In his lecture "Why Healing Spiritually is Crucial", Christian Science lecturer Ron Ballard points out that God's love for us is unconditional, and unconditional means we don't have to deserve it for the giver to give it. This is in keeping with Jesus saying, "Fear not, little flock; for it is your Father's good pleasure to give you the kingdom." (Luke 12:32)
What's confusing to people is that the Bible, and for that matter Mary Baker Eddy in her writings, talks about sin being punished. But if God loves us then what is the source of the punishment?
For an answer we turn to Jesus parable of the prodigal son, found in the book of Luke, chapter 15. The prodigal, the younger of two sons, went to his father and said in essence that he didn't want to wait until is father was dead; he wanted his inheritance now. The loving father gave it to him and the prodigal took off for another country, where he promptly wasted his inheritance on "riotous living". When he was broke and going hungry, he figured out that if he'd stayed home with his father he'd he wouldn't be hungry and homeless. So he went home with the idea that he'd ask his father to hire him as a servant, and at least he wouldn't go hungry. But, as you probably know, his father took him back and forgave him. Through this parable Jesus illustraited God's love for us.

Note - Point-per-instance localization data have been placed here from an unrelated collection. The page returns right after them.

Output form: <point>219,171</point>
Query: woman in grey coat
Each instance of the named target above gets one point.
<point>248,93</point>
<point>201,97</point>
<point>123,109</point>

It wasn't the father that made the prodigal go hungry. It was his own foolish, selfish behavior. But he went hungry until he returned to the father.
In Science and Health with Key to the Scriptures, Mary Baker Eddy wrote repeatedly about the "belief in sin". On page 497 she gives as one of the tenants of Christian Science, "We acknowledge God's forgiveness of sin in the destruction of sin and the spiritual understanding that casts out evil as unreal. But the belief in sin is punished so long as the belief lasts."
In an online discussion (where I use a screen alias), someone asked what the source of the punishment was if it wasn't God. I responded by saying, "The belief in playing in a cactus patch is punished so long as one plays in the cactus patch... but God never made the cactus patch, so he's not responsible for the thorns.